Clarity must be blis - 9-Jul-15 @ 6:48 AM
I'm 34, and I have suffered from cluttering my entire life. But was not aware of the actual condition until recently. This problem has been the point of contention for me in many circumstances. Many people have to aske me to slow down when talking. It seems my thoughts come to me faster than I am able to convey them in spoken or written language. As a result I come across as someone with disorganized thinking, sloppy handwriting and strange ideas. It is worse when I am stressed out. It has even hurt me in court when I have given testimony becasue it seems like my testimony is inconsisten, when really I jst have trouble getting my thoughts across to others without confusing descriptions or tripping over myself to back up and start over. When I first discovered that a "condition" that described my problem actually existed, I cried with relief that I was not alone. No one likes to think their is something worng with them- unlikesome, I have been aware of my problem for many years and have been searching for answers. I am definately an clutterer. I have found that diet afects it and it is worse when I eat lots of sugar or junk food. Stress also makes it worse. It has come to the point that when I am unser the gun, I avoid talking to people becasue I am afraid of what I will say or how I will come across to others. I am wondering if there is a support group out there.

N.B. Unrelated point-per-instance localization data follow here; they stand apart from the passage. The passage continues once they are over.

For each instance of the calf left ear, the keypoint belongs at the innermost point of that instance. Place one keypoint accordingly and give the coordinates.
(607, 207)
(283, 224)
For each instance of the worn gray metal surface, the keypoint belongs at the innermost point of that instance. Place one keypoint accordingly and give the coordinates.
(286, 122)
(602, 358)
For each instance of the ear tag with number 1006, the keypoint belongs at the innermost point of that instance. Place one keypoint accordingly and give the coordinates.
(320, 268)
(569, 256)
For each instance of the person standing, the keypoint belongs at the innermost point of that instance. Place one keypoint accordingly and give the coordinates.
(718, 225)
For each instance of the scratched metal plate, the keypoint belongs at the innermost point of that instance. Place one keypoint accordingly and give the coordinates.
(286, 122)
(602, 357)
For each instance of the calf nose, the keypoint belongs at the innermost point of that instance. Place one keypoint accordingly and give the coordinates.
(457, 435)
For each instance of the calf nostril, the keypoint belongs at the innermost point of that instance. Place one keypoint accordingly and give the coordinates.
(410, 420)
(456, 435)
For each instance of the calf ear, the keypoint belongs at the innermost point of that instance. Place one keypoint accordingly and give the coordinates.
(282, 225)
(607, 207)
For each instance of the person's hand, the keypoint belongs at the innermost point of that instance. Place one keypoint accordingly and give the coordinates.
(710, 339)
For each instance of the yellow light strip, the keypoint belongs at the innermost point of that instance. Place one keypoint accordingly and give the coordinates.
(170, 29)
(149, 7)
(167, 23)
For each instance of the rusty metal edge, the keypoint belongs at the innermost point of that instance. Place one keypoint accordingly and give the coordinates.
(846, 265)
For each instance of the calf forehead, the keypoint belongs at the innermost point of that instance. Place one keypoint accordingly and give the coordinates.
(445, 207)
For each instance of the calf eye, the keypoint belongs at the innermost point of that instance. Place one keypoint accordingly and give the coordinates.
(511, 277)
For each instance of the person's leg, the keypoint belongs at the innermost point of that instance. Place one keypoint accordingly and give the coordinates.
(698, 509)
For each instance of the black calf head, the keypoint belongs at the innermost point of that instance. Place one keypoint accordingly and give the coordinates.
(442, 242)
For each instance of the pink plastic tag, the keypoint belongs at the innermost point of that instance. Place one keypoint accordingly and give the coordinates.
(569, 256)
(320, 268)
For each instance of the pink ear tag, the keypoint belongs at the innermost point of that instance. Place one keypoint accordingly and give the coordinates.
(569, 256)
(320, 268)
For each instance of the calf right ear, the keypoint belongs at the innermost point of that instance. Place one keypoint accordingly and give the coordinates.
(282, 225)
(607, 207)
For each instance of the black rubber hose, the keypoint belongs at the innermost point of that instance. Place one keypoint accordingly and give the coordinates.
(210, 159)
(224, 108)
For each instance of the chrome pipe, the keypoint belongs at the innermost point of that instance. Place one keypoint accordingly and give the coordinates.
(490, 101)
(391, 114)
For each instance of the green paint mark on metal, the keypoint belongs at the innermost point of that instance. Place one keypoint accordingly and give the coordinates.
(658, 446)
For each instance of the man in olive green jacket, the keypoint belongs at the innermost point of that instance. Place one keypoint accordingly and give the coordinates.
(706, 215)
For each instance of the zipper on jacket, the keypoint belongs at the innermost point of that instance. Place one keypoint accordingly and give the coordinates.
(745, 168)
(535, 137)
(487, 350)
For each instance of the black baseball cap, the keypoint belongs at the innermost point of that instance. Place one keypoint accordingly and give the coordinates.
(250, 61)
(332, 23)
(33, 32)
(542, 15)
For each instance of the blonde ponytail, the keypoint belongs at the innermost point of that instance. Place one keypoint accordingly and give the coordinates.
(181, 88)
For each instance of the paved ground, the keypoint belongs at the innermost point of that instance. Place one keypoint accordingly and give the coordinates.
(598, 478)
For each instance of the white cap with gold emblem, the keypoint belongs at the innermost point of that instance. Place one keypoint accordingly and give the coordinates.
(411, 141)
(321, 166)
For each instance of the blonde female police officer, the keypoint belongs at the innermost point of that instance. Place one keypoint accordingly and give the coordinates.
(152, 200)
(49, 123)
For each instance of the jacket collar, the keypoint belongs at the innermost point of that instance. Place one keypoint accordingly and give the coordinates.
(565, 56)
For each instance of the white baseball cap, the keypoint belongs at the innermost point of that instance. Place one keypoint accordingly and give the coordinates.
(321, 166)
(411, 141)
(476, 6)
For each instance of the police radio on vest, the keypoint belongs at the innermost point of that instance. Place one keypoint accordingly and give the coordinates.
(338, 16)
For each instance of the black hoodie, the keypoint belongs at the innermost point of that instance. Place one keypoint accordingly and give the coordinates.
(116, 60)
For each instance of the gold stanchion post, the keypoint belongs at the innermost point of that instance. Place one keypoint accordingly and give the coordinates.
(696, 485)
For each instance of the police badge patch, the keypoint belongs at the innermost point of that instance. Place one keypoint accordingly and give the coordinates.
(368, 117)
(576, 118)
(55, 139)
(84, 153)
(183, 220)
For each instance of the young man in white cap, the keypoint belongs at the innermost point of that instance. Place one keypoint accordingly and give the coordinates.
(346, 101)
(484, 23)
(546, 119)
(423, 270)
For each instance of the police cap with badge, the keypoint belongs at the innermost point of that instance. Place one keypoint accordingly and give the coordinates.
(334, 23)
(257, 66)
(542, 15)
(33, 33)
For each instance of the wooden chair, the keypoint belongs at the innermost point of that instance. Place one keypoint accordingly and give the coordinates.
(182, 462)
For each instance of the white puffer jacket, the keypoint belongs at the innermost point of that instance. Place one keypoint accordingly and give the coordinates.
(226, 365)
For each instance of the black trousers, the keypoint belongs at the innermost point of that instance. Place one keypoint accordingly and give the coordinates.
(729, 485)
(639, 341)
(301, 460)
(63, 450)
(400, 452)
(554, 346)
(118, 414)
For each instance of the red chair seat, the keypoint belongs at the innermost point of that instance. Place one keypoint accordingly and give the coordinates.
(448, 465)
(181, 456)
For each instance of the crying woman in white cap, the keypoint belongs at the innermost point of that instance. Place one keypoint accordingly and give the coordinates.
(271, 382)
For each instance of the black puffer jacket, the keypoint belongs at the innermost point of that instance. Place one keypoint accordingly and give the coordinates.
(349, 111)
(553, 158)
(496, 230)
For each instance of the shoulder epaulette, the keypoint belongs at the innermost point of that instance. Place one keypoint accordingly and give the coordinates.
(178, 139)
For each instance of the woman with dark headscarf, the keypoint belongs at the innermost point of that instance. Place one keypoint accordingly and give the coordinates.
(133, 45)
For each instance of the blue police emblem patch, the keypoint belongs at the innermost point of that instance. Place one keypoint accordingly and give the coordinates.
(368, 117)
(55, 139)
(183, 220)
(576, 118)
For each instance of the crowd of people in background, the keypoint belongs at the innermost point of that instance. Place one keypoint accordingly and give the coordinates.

clutter bug - 9-Nov-11 @ 2:16 PM
Hi, I'm 26 and have always had a slight problem with my speech, i've noticed it getting slightly worse over the past few years so thought I'd find out if there is actually a name for my problem and how to go about treating it, if possible. Reading the information above I'm pretty sure I suffer from cluttering. How do I find out how to deal with it? would my local GP be any use?